The second issue is how effective and efficient is the index maintenance process being? Half a day on a Sunday to rebuild all database indexes is useful, but do all the indexes in a database need to be rebuilt weekly? Or, are there indexes that should be rebuilt much more frequently? Again something that can be easily determined for 1, 2 or 10 databases, not so easily accurately determined for hundreds or thousands of databases.
And the third issue is what options should be applied when rebuilding a given index? What is the optimal fill factor? Should sorting take place in memory or tempdb? Should online or offline rebuilds take place? When we are talking hundreds or thousands of databases, we are usually talking tens of thousands, or hundreds of thousands of indexes. Again, not a practical question for a DBA to answer using traditional methods.
So what does RockSolid do to address these issues and evolve a new best practice?
Firstly, with RockSolid you do not allocate large random chunks of time for the purpose of rebuilding indexes and adjust all business and application requirements around that maintenance. Instead you tell RockSolid what time you have available for carrying out index maintenance, regardless of how long. Maybe you have 1 hour here on a Tuesday, and 30 minutes here between batch jobs on a Friday, and 15 minutes here between processes on a Sunday. Tell RockSolid what time you have available, and also tell it if that time is considered an outage (so no application processes are expected to run) or if the database should remain online during the window allocation (online maintenance).

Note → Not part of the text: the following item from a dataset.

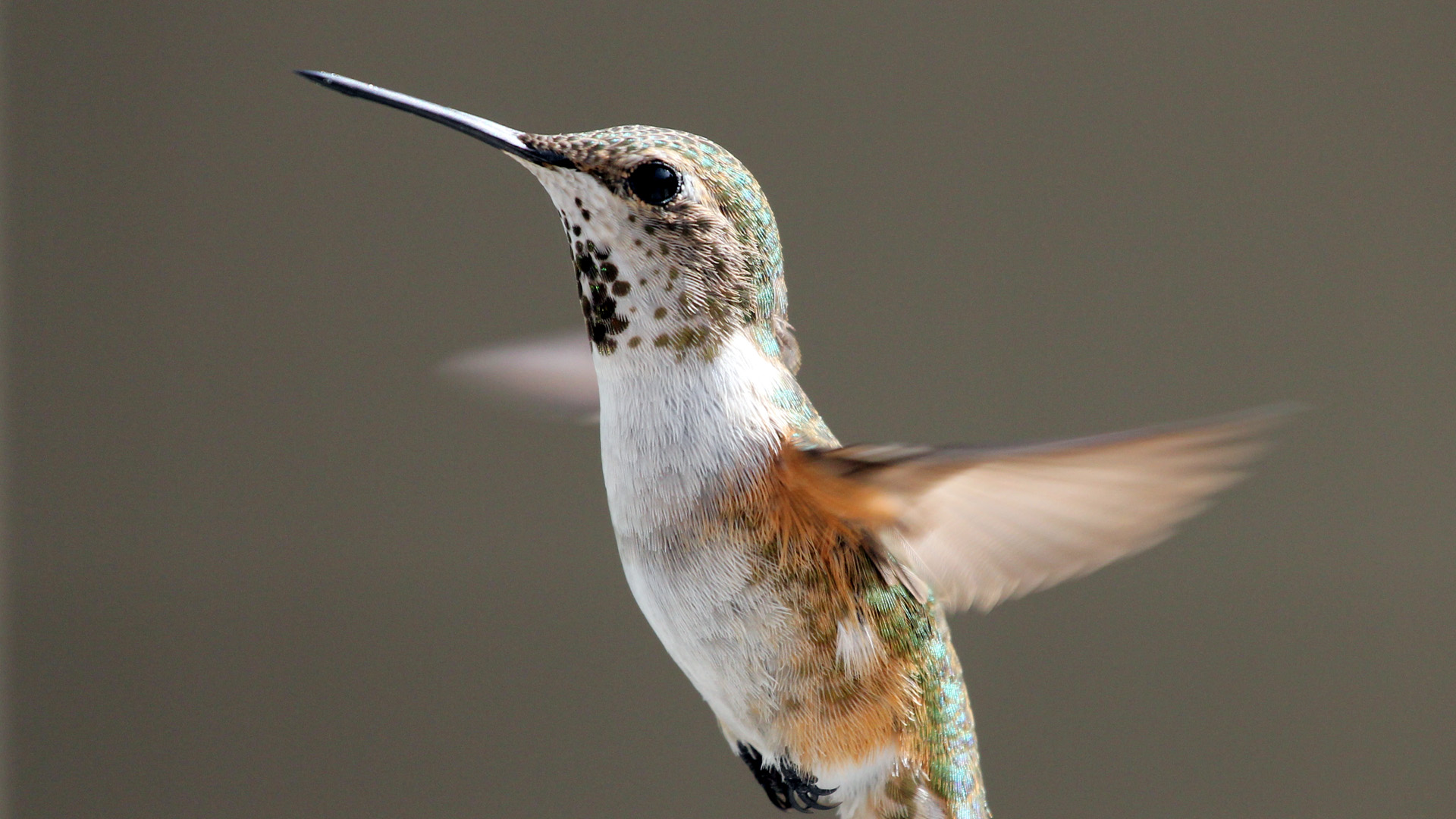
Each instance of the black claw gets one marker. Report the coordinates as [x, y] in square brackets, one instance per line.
[785, 784]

But, again the issue the DBA may face is that with such a large number of databases under their control, accurately knowing what windows are actually available may be almost impossible. So RockSolid helps to overcome this by providing a workload analysis tool, which will analyze your historical use of the database and find times when little or no activity has been occurring on the database. Using this tool the DBA receives recommendations for when maintenance can be scheduled (typically they would then confirm these windows with the application users before implementing).
Next, when RockSolid is given a maintenance window to use, at run time it carries out an analyses of a number of factors to determine which indexes will provide the most return in terms of performance, given the time allocated to the maintenance process. RockSolid evaluates factors such as fragmentation, index usage, index size and of course the time allocated to determine what is the best “bang for your buck”. The time allocated is important because RockSolid will never exceed the boundaries of a maintenance window, for any type of maintenance process that is managed by RockSolid.

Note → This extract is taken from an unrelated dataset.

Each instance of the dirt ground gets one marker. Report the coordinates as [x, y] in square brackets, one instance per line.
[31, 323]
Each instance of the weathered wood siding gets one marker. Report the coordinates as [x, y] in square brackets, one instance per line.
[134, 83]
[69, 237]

Thirdly, RockSolid looks at all factors necessary to decide the most appropriate use of Fill Factors (index usage, read/write ratios, time to next maintenance window etc) and rebuild options (sort in tempdb, online/offline based on the window type) to ensure every index is rebuilt using an optimal strategy, not only for the rebuild itself but for the performance of that index for it’s intended purpose following the rebuild.

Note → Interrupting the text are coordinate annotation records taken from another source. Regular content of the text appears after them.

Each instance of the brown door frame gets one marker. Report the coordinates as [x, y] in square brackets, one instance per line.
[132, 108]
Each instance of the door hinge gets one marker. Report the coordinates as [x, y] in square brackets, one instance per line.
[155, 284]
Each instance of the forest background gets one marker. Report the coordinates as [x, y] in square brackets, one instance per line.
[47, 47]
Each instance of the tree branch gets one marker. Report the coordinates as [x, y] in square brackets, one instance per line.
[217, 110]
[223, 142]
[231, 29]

Lastly, RockSolid provides feedback on the windows you have allocated to the database for maintenance. Are the windows too large/too many? Are their too few maintenance windows? A recommendation may be that you will see an estimated n% improvement in performance by adding a 30 minute daily maintenance window as apposed to a once off weekly window, for example. RockSolid pro-actively provides this analysis and feedback, and is constantly re-evaluating the maintenance requirements for the lifetime of a database.
This approach is redefining how database maintenance is performed, resulting in improvements in availability of the database, but also resulting in improved performance of the database through more effective index management.